From the moment Senator Edwards first heard he was being considered as Gore’s running mate, he imagined himself as a future president and shifted his focus away from the work of the Senate. Mrs. Edwards had the same idea and was even more enthusiastic about their prospects for inhabiting the White House. They both began to read everything they could find about national politics and global issues, including the briefing materials produced by the staff. And they began to host weekly policy dinners at their mansion, where they learned from experts who understood issues, public opinion, and the quirky system that the parties use to pick nominees. The main features of this process include early straw polls, caucuses in Iowa, and the primary election in New Hampshire. Iowa and New Hampshire are two small rural states that cannot possibly reflect the will of the nation but can make or break a candidate. Iowa has a particularly arcane process that requires voters to stand in certain places to be counted for their candidate, and the horse-trading can go on all day.

Although every senator sees a future president in the mirror every morning, decorum prevents the hopefuls from formally announcing their intentions until a year or so before the caucuses. (It’s just bad manners to let your giant ego show any earlier.) For this reason, precampaign planning takes place behind a curtain of secrecy that adds a little thrill for those involved.
I got behind the curtain in early September 2001, when I organized a day-long strategy session at the Edwardses’ Embassy Row house.

 

T
he living room at the mansion was so big that it could accommodate fifteen people, arranged in a big circle of sofas and upholstered chairs, with room to spare. The original list of attendees was actually
sixteen,
but just days before we got together, Julianna had a bitter falling-out with Mrs. Edwards. The senator publicly claimed that Julianna had resigned after an argument about record keeping, but he later told me the truth. The problem had been a personal conflict with Mrs. Edwards, as it had been with Josh. Julianna was replaced in the coming campaign by a couple of seasoned fund-raisers named Steve Jarding and Dave “Mudcat” Saunders. Mudcat was a colorful Southerner who liked to say he was going to make John Edwards the favorite of “grits-eatin’, gun-totin’ rednecks all over.” Mrs. Edwards loved him.

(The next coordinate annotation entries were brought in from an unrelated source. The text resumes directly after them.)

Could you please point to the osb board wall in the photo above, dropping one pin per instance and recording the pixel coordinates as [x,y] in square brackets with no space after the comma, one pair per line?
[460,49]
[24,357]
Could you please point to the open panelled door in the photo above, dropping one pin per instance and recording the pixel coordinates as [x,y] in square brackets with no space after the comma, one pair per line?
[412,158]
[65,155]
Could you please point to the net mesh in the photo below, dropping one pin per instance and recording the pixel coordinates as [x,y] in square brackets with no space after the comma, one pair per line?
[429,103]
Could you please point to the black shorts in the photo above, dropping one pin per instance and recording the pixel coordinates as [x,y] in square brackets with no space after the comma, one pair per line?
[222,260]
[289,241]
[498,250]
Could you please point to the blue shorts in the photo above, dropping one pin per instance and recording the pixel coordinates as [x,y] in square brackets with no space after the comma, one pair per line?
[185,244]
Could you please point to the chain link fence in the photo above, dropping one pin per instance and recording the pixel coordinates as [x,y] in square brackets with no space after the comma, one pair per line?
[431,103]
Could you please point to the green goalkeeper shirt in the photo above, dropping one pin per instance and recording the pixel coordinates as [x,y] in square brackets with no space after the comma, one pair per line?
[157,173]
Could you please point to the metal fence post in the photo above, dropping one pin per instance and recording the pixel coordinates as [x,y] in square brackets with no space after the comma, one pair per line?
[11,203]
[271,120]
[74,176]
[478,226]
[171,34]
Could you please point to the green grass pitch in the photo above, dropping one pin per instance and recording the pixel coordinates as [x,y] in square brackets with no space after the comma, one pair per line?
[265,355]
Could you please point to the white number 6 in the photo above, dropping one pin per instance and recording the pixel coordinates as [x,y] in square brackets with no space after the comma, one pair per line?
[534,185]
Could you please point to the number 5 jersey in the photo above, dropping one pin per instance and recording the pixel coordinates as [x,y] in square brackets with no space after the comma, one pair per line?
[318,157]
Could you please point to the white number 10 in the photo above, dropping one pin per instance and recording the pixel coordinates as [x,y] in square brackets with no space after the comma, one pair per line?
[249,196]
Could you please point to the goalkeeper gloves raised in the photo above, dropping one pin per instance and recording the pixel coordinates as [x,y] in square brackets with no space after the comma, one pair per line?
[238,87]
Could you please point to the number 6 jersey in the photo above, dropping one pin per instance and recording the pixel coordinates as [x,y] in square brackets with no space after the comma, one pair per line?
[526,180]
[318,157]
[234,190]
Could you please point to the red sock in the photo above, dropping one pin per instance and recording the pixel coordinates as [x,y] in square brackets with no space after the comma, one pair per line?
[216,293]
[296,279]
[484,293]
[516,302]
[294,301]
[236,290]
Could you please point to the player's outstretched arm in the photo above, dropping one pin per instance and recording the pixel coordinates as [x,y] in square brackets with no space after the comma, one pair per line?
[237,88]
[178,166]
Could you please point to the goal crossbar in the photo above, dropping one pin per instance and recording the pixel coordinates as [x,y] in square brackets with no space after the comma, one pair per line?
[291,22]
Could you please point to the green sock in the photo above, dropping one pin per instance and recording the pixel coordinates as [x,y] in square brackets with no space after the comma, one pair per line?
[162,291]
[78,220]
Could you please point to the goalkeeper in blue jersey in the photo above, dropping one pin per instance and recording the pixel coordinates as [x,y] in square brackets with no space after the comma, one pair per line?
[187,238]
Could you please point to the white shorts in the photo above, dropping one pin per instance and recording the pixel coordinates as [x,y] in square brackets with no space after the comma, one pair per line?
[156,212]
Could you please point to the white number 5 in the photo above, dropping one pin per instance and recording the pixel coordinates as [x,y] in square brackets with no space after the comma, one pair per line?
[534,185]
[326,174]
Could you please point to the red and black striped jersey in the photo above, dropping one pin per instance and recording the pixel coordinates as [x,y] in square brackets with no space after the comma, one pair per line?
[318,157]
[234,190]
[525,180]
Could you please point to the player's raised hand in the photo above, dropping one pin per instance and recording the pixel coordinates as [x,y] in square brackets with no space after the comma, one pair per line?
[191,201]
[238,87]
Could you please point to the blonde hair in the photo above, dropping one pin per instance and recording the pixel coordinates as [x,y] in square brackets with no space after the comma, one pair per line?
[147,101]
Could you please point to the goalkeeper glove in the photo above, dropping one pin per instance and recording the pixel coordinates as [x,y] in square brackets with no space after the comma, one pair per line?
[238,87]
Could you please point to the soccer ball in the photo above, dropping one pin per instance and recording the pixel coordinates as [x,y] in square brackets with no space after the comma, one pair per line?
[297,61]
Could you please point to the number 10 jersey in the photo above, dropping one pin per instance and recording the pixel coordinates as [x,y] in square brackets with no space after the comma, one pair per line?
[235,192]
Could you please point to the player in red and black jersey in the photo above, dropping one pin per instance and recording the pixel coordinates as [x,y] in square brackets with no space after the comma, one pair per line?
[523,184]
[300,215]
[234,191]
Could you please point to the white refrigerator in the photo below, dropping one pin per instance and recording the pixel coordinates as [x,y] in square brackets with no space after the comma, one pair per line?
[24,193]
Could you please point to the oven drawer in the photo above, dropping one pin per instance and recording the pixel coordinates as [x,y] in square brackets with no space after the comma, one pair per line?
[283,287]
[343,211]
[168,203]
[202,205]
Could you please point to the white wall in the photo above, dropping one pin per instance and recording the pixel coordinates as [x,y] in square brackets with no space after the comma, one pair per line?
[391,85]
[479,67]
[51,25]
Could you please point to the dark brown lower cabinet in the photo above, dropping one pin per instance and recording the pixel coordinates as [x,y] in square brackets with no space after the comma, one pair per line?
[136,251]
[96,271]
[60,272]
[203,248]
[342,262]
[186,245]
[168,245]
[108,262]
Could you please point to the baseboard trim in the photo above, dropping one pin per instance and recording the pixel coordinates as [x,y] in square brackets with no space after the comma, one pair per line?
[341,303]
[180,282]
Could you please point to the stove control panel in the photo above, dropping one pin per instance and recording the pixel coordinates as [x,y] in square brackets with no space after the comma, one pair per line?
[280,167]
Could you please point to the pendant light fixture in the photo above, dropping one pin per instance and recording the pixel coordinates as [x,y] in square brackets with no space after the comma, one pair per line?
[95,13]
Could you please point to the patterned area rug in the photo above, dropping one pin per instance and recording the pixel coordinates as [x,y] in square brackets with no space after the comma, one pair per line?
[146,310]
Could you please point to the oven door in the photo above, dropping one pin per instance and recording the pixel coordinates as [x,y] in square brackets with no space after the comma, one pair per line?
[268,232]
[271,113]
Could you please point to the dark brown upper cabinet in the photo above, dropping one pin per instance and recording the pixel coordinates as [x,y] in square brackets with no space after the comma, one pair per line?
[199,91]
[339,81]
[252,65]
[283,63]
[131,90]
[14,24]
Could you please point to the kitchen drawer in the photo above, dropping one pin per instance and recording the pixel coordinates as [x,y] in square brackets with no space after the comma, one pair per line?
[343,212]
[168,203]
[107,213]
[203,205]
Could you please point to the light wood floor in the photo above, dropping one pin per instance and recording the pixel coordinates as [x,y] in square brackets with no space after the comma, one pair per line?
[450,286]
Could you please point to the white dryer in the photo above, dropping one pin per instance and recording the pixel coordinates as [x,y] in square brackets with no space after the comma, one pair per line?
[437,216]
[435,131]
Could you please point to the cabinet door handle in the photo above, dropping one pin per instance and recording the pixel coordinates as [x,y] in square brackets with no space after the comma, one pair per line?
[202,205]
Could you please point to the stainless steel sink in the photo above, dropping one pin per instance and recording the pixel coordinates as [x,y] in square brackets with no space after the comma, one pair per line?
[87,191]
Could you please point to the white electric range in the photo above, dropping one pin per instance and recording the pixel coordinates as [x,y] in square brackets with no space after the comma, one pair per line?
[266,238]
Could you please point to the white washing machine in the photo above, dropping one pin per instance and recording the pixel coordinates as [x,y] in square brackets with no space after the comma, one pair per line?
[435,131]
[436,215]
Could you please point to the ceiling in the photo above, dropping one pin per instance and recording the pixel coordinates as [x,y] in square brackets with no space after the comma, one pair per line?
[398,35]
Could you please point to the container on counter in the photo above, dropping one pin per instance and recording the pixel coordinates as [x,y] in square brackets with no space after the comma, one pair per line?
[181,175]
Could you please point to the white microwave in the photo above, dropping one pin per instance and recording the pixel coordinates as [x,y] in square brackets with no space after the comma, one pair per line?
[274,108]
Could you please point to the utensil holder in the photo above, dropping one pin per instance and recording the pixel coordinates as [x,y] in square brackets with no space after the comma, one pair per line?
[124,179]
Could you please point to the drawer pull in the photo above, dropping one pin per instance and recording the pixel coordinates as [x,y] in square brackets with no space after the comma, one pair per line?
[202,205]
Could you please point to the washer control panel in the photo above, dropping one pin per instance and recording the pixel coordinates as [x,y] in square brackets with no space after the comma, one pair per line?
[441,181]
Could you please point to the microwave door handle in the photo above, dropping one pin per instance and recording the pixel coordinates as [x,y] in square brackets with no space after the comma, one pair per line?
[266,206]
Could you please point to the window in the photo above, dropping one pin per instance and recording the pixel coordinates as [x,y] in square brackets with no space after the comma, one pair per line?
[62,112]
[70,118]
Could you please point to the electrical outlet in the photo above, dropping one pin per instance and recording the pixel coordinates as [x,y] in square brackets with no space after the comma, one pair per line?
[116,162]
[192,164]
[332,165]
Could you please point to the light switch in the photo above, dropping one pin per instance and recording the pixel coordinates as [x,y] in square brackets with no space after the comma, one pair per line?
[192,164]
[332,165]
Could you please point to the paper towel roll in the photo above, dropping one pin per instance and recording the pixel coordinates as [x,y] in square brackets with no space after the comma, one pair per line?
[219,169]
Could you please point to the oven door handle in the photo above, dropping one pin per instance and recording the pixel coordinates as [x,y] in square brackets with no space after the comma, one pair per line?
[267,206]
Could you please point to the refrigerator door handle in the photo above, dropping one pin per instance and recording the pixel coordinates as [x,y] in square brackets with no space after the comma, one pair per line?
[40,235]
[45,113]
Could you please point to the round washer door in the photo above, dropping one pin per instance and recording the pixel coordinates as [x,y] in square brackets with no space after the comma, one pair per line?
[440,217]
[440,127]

I was upset about Julianna’s absence but soon got lost in the excitement of the business at hand—planning a presidential campaign—and the impressive circle I had been welcomed to join. When the meeting began at ten
A.M.
, I was seated next to Bob Shrum, a balding, middle-aged man with sloping shoulders who was one of the most experienced political consultants in the country. Shrum was famous for never having backed a winning presidential candidate, but to be fair, his man Gore had won the popular vote in 2000. Shrum had also guided dozens of people to victorious races for the House and Senate and authored some very important speeches, including Ted Kennedy’s 1980 convention address, which was one of the best political addresses in American history. Our side of the room also included pollster Harrison Hickman and Erskine Bowles, a North Carolina native who had been chief of staff in the Clinton White House. Among the rest of the participants were Edwards aides, his friend Tom Girardi (the lawyer in the famous Erin Brockovich case), and, of course, Senator and Mrs. Edwards.

The senator, who wore blue jeans and a light blue button-down shirt,
opened the daylong session with a three-page, single-spaced speech that he stood up to read. After thanking everyone for attending, he said, “You are all here because I think you are smart, I trust you to tell me the truth, and I need your help.”